Un super-héros peut parfois en cacher un autre. Alors qu’il incarnait en 1989 le Batman de Tim Burton, Michael Keaton endosse aujourd’hui le costume mal taillé de Riggan Thomson/Birdman, un comédien vieillissant évoluant dans l’ombre de ses succès passés, en proie à des troubles identitaires s’objectivant par une dualité névrotique et des divagations hallucinées. Après quatre années d’absence remarquée, Alejandro González Iñárritu retrouve les écrans dans un exercice de style sémillant, reluquant du coin de l’œil La Corde d’Alfred Hitchcock. Criblé de références culturelles, son dernier essai en date déconstruit les bastions de la créativité dans un illusoire plan-séquence unique, caractérisé par une synchronisation parfaite et des numéros d’acteurs passablement enfiévrés. À l’instar d’un Alfonso Cuarón, Iñárritu épate par son savoir-faire, promenant sa caméra dans les coulisses d’un théâtre avec une virtuosité confondante.
Mais Birdman ne saurait se réduire à quelques traits formels ; s’en dégage une réflexion sur l’accomplissement personnel striée de mécompte, tenant toute entière dans un milieu geignard où les crises d’égo et les outrances champignonnent piteusement. Pendant que Riggan Thomson joue son va-tout à l’occasion d’une représentation, Mike Shiner (Edward Norton), acteur aussi talentueux qu’incontrôlable, cherche à surmonter ses troubles de l’érection sur scène, devant des centaines de paires d’yeux complaisantes. Tireur embusqué, Iñárritu décoche des flèches empoisonnées à l’industrie du spectacle, microcosme malade où l’on confond volontiers « l’amour et l’admiration », où règne une inanité vaniteuse n’appelant qu’une sorte de gausserie. Par ricochet, le réalisateur mexicain égratigne les médias, les critiques, le public et même les réseaux sociaux, sabordant le navire hollywoodien dans toute sa plénitude. Un regard grinçant, teinté d’ironie, jamais novateur, mais toutefois singularisé par des dialogues velus et une impression d’urgence due aux mécanismes de mise en scène.

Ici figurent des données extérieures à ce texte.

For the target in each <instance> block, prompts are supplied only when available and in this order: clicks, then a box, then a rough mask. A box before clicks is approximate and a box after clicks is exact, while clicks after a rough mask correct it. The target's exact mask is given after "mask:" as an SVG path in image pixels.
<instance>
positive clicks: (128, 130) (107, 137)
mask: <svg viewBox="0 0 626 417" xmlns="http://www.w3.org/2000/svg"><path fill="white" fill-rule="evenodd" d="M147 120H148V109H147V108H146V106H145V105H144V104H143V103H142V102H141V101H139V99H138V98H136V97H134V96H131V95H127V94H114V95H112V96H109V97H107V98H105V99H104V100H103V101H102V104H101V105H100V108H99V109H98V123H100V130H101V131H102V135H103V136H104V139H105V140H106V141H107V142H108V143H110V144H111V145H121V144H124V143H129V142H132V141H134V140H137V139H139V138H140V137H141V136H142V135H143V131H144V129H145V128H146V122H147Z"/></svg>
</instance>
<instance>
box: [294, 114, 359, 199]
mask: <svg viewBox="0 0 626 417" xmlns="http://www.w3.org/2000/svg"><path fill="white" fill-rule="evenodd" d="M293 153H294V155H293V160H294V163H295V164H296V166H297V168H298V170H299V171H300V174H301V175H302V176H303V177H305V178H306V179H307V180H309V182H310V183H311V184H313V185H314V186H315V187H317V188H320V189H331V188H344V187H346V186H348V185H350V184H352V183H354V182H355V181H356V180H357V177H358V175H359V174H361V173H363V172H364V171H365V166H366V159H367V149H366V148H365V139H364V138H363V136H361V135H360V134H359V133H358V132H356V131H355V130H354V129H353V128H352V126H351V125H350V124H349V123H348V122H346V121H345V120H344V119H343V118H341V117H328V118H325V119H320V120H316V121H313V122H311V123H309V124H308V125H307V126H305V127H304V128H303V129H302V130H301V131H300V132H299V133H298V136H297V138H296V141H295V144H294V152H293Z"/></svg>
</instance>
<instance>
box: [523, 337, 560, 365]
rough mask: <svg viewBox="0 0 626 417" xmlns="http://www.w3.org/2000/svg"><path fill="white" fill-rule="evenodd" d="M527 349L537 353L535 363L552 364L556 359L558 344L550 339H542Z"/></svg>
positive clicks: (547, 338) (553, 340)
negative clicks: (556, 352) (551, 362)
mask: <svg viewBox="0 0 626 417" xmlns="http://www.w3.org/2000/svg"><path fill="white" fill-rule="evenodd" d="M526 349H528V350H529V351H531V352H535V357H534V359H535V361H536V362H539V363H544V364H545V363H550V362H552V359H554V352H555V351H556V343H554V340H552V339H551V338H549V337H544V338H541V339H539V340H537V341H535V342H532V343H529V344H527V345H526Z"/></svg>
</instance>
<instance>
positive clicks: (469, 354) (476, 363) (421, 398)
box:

Par sa galerie de personnages foisonnante, par les prestations outrées d’Emma Stone, Zach Galifianakis ou Naomi Watts, Birdman s’abandonne à une forme de surenchère déjà aperçue dans le Maps to the Stars de David Cronenberg. Une violence sourde dans un cadre ouaté. Un ruban d’images fanées, garnies de désillusion et de malaise. Tirée d’une nouvelle de Raymond Carver, l’œuvre d’Iñárritu désacralise le (super-)héros hollywoodien, se fend d’ellipses amères, et renvoie le misérable Riggan Thomson à ses errements, par le biais de sa propre fille, jeune toxicomane paumée à l’horizon bouché. Acerbe et enlevée, l’entreprise a néanmoins ses limites : au voisinage immédiat de la prouesse technique se nichent des moments de flottement, des partis pris fantasmagoriques discutables, quelques chapelets de fariboles. Le revers de la médaille.